Bauer Philippe · Nationalrat · 2018-09-13
Bauer Philippe · Nationalrat · Neuenburg · FDP-Liberale Fraktion · 2018-09-13
Wortprotokoll
Vous l'avez entendu et vous l'aurez sans aucun doute compris, trois visions s'opposent: celle du Conseil fédéral, qui propose un concept global en matière d'équipement de l'armée avec des gilets de protection balistique; celle du Conseil des Etats, soutenue par la minorité I (Sommaruga Carlo), qui, estimant que le risque n'est pas le même pour tout le monde, a pour but de n'acquérir que la moitié du nombre de gilets de protection; et celle de la minorité II (Mazzone), qui propose un nombre indéterminé de gilets de protection mais surtout qui souhaite que toute la discussion soit reprise.
Cinq éléments ont conduit la majorité de la commission à vous proposer d'accepter aujourd'hui le projet du Conseil fédéral.
Le premier concerne la nature des gilets de protection. Ceux-ci ne sont certes pas considérés comme du matériel personnel: c'est du matériel de corps. Malgré tout, c'est une protection individuelle, c'est une pièce d'équipement que chaque soldat doit recevoir, quel que soit son engagement et quelle que soit finalement sa mission. N'oublions pas qu'une des missions de chaque militaire est de pouvoir, si nécessaire, combattre et tenir la position où il se trouve.
Le deuxième élément, c'est que, dans le cadre du projet DEVA, nous l'avons dit, nous l'avons promis, nous avons exigé que l'armée soit complètement équipée. Une armée complètement équipée signifie une armée dans laquelle tous les soldats sont équipés, la même question pouvant se poser aussi pour un employé de bureau. Est-ce qu'il a véritablement besoin d'un uniforme? L'armée doit, par conséquent, être équipée, et l'équipement de base nécessite que, lorsqu'on est engagé ou qu'on risque d'être engagé, on soit protégé.
La troisième raison, je l'ai déjà abordée lors du débat d'entrée en matière, concerne la façon dont nous allons répondre à la menace qui n'est plus linéaire, qui n'est plus quelque chose [PAGE 1345] qui concerne un front clairement déterminé. On ne sait pas ce qui peut se passer; on ne sait pas dans le détail ce qui pourrait arriver. Je dois enfin ajouter que, dans les engagements subsidiaires, les gilets sont aussi utiles, non seulement contre d'éventuels coups de fusil ou de pistolet, mais aussi en cas d'agression, que ce soit des agressions au couteau ou que ce soit des agressions à la hache.
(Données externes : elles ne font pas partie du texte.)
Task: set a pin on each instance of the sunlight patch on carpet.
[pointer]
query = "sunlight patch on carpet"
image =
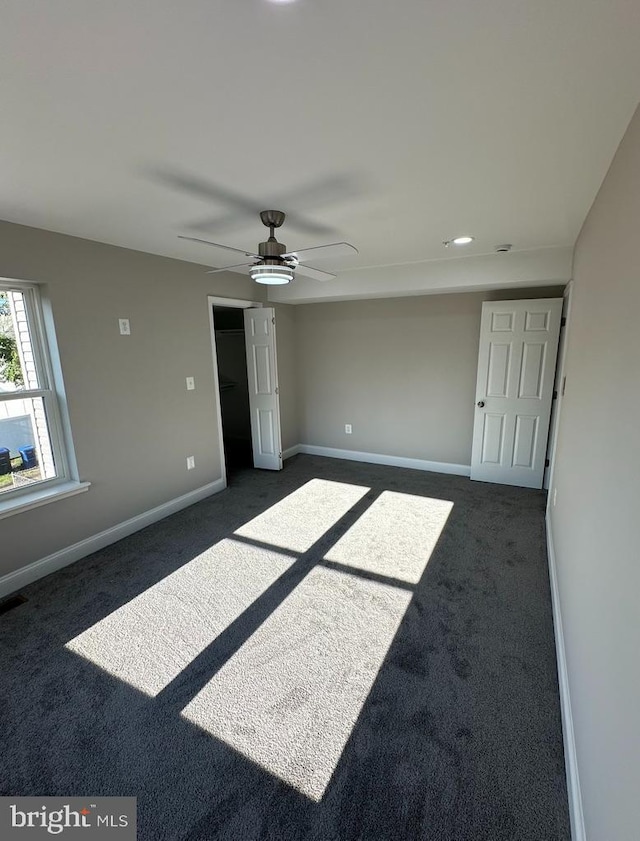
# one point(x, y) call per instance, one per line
point(394, 537)
point(299, 520)
point(289, 699)
point(150, 640)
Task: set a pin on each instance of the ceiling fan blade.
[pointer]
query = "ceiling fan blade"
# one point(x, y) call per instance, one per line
point(218, 245)
point(316, 252)
point(229, 268)
point(316, 274)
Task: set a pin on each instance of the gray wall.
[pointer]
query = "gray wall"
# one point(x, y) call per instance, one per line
point(132, 419)
point(402, 371)
point(595, 520)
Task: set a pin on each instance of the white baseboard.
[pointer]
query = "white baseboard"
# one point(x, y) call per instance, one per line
point(380, 458)
point(578, 832)
point(38, 569)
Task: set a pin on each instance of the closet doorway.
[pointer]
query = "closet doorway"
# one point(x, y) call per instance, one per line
point(243, 339)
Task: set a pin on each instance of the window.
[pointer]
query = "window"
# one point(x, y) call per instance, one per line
point(33, 455)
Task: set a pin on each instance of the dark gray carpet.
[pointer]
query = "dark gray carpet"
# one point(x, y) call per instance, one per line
point(456, 738)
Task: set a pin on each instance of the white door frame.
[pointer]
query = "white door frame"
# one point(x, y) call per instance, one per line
point(559, 386)
point(236, 303)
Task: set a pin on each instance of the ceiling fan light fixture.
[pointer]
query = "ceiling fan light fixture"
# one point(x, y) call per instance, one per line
point(461, 240)
point(271, 275)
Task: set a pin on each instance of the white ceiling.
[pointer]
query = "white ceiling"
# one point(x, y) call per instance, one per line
point(392, 125)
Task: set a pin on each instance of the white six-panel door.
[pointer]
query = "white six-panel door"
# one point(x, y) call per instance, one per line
point(514, 390)
point(260, 337)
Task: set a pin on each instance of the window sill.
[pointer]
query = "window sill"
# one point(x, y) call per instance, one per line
point(41, 496)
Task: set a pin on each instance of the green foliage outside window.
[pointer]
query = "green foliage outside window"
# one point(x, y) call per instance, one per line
point(10, 370)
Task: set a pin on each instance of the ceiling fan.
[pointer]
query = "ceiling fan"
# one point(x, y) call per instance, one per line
point(274, 264)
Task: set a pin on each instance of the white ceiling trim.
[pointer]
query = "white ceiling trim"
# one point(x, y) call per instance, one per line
point(539, 267)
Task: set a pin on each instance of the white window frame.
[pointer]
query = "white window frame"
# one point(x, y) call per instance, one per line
point(50, 388)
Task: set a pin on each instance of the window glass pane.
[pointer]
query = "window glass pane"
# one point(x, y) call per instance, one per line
point(26, 455)
point(17, 364)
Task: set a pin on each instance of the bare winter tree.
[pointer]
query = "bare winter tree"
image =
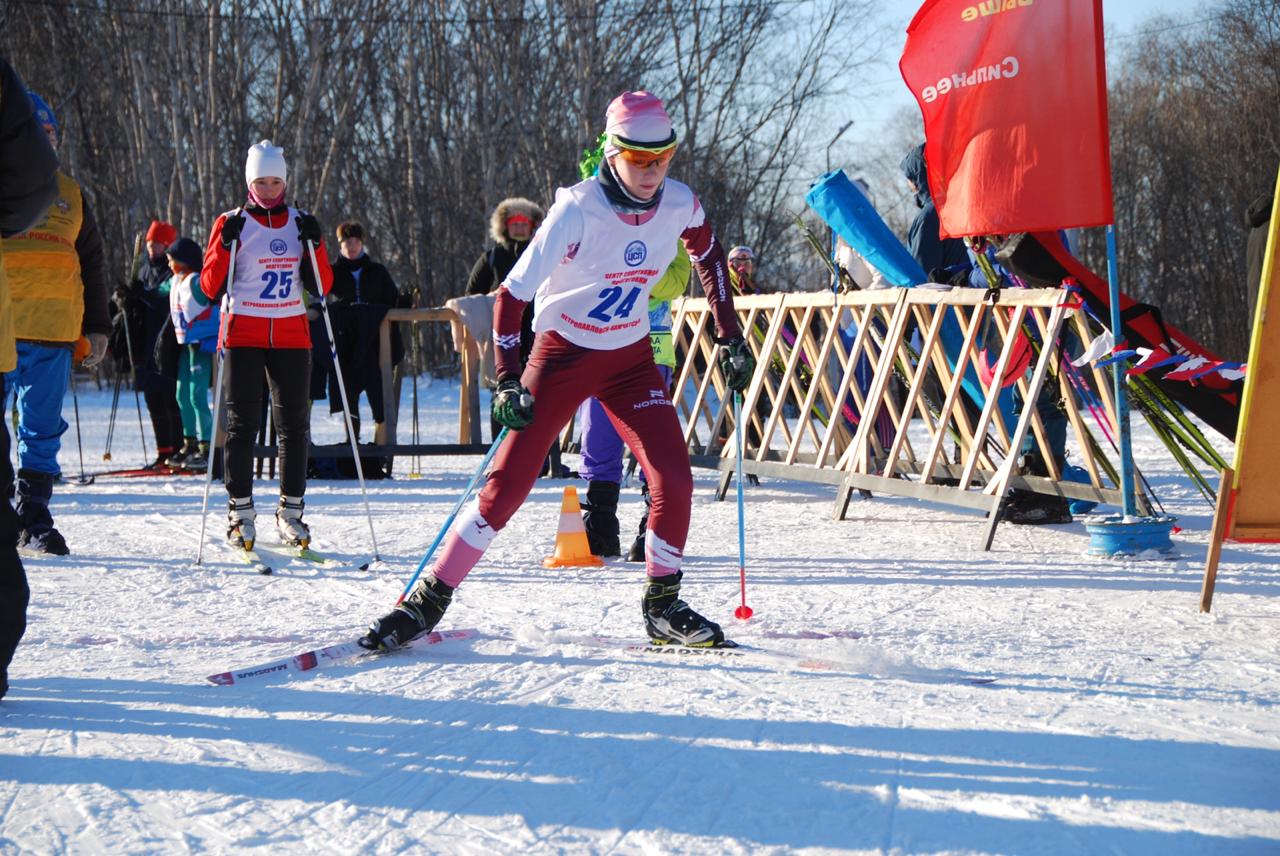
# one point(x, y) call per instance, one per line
point(419, 115)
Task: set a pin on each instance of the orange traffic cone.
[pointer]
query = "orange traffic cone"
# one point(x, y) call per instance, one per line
point(571, 546)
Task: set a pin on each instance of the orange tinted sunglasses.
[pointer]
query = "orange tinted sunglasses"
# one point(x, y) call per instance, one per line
point(647, 159)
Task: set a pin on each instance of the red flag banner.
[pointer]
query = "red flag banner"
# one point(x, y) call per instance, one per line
point(1014, 97)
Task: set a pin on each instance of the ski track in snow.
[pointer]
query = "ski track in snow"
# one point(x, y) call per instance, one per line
point(1120, 721)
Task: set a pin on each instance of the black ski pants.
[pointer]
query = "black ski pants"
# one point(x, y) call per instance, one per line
point(14, 593)
point(288, 374)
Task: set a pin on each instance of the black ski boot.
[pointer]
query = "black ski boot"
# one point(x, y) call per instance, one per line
point(600, 518)
point(670, 621)
point(288, 522)
point(636, 553)
point(419, 613)
point(36, 530)
point(1028, 508)
point(241, 531)
point(179, 458)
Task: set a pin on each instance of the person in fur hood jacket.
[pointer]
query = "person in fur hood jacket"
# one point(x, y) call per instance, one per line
point(511, 225)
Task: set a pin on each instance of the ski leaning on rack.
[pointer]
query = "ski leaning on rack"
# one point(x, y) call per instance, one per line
point(327, 655)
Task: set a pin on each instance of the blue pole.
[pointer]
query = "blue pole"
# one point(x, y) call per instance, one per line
point(1118, 380)
point(453, 515)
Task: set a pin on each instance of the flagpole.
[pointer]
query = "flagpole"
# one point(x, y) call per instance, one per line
point(1118, 380)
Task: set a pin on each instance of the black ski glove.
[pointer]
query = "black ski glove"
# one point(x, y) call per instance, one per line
point(736, 364)
point(512, 404)
point(232, 227)
point(309, 228)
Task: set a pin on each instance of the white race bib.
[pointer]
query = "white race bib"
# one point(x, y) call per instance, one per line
point(268, 270)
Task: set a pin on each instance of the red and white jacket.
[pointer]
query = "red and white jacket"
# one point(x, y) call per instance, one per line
point(265, 309)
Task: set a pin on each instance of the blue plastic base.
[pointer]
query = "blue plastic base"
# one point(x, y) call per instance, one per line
point(1138, 538)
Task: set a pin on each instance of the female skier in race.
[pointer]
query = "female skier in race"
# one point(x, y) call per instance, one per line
point(265, 326)
point(592, 265)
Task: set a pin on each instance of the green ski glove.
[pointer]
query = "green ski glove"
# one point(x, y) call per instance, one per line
point(736, 364)
point(512, 404)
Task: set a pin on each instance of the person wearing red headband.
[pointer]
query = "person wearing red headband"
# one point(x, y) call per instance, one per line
point(592, 266)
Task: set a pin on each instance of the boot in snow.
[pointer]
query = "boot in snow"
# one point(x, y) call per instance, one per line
point(600, 518)
point(288, 522)
point(199, 459)
point(670, 621)
point(636, 553)
point(36, 531)
point(179, 457)
point(240, 522)
point(419, 613)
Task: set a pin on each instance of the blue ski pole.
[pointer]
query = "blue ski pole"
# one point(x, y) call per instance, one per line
point(453, 515)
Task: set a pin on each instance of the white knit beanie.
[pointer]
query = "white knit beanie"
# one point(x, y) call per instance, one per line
point(265, 161)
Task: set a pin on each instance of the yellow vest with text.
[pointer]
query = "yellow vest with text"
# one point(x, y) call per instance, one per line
point(8, 353)
point(46, 292)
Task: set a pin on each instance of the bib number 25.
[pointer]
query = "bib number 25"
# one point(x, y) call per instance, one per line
point(279, 283)
point(604, 310)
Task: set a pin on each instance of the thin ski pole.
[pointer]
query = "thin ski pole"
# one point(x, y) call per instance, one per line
point(110, 422)
point(218, 399)
point(743, 612)
point(137, 399)
point(457, 507)
point(342, 393)
point(417, 463)
point(80, 445)
point(213, 451)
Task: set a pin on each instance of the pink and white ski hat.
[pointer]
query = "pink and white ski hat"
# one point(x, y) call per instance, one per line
point(265, 160)
point(638, 120)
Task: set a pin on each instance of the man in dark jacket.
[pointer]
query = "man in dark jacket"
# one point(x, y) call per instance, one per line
point(362, 292)
point(923, 239)
point(1258, 219)
point(145, 300)
point(27, 187)
point(511, 225)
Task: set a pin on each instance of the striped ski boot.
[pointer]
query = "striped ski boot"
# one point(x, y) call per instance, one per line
point(288, 522)
point(240, 523)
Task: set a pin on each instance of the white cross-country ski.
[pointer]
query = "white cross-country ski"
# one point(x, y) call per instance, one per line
point(307, 554)
point(252, 559)
point(327, 655)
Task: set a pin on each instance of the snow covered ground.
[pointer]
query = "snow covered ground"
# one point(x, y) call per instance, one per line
point(1120, 719)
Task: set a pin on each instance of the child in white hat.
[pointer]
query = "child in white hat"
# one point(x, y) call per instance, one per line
point(265, 328)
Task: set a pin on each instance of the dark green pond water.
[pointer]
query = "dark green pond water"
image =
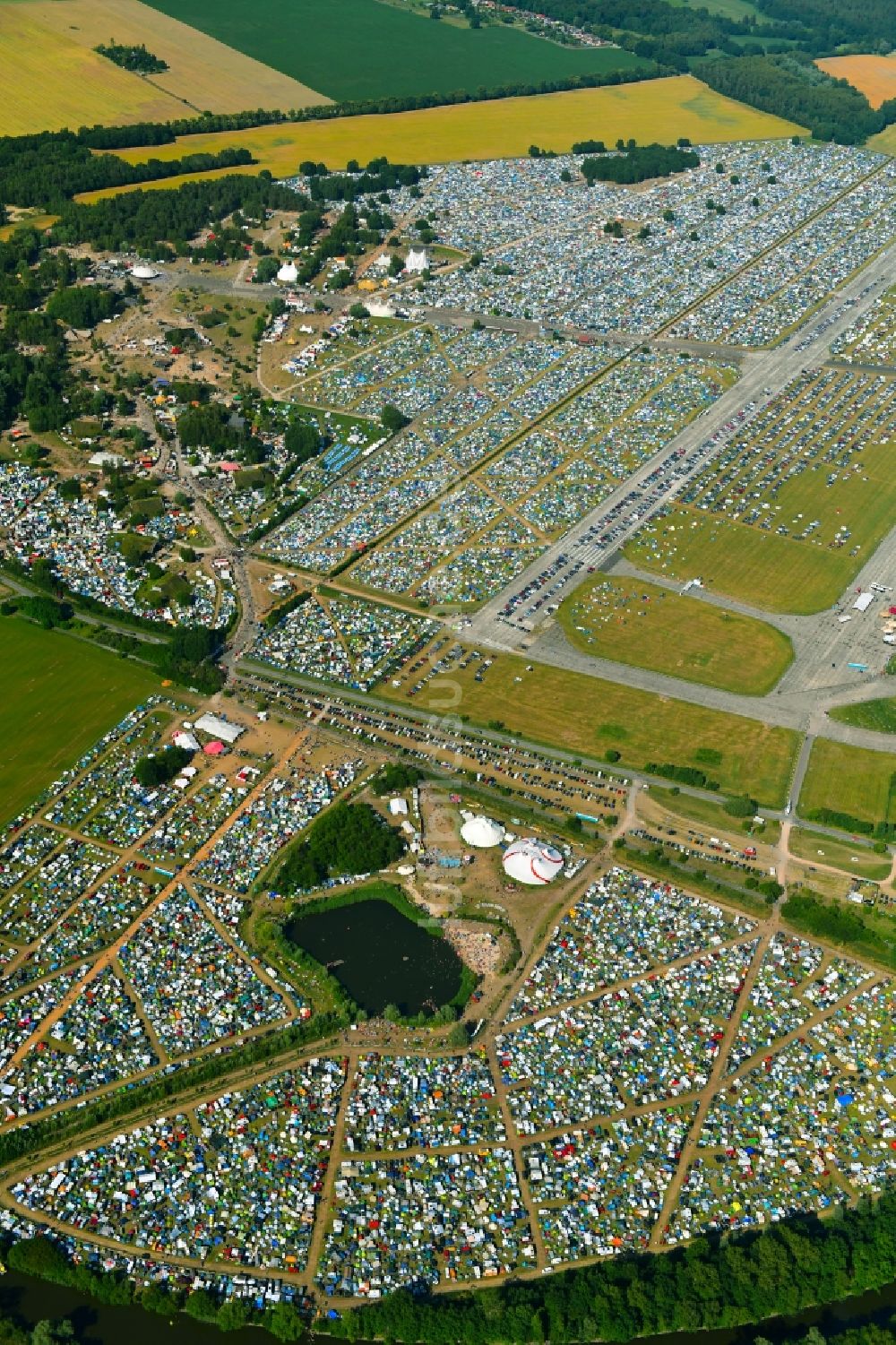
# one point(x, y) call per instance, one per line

Enfin, l'argumentation du Conseil fédéral - ce concept global sur le nombre de gilets qui doivent être à la disposition des écoles de recrues, de l'armée et des réserves -, a aussi convaincu la Commission de la politique de sécurité.
C'est pour cela que le commission vous propose, par 16 voix contre 9, de rejeter la proposition défendue par la minorité I (Sommaruga Carlo) et, par 16 voix contre 3 et 6 abstentions, d'en faire de même avec la proposition défendue par la minorité II (Mazzone).
Je précise encore que la Commission des finances partage l'avis du Conseil fédéral et de la majorité de la Commission de la politique de sécurité. Or, la Commission des finances n'a pas pour réputation d'être particulièrement dépensière. Elle a même, parfois, plutôt la réputation de faire preuve d'une certaine radinerie. Alors si, aujourd'hui, elle est, elle aussi, convaincue par la nécessité et la possibilité d'engager ces montants, il faut croire que, comme la Commission de la politique de sécurité, il convient aujourd'hui de suivre le Conseil fédéral.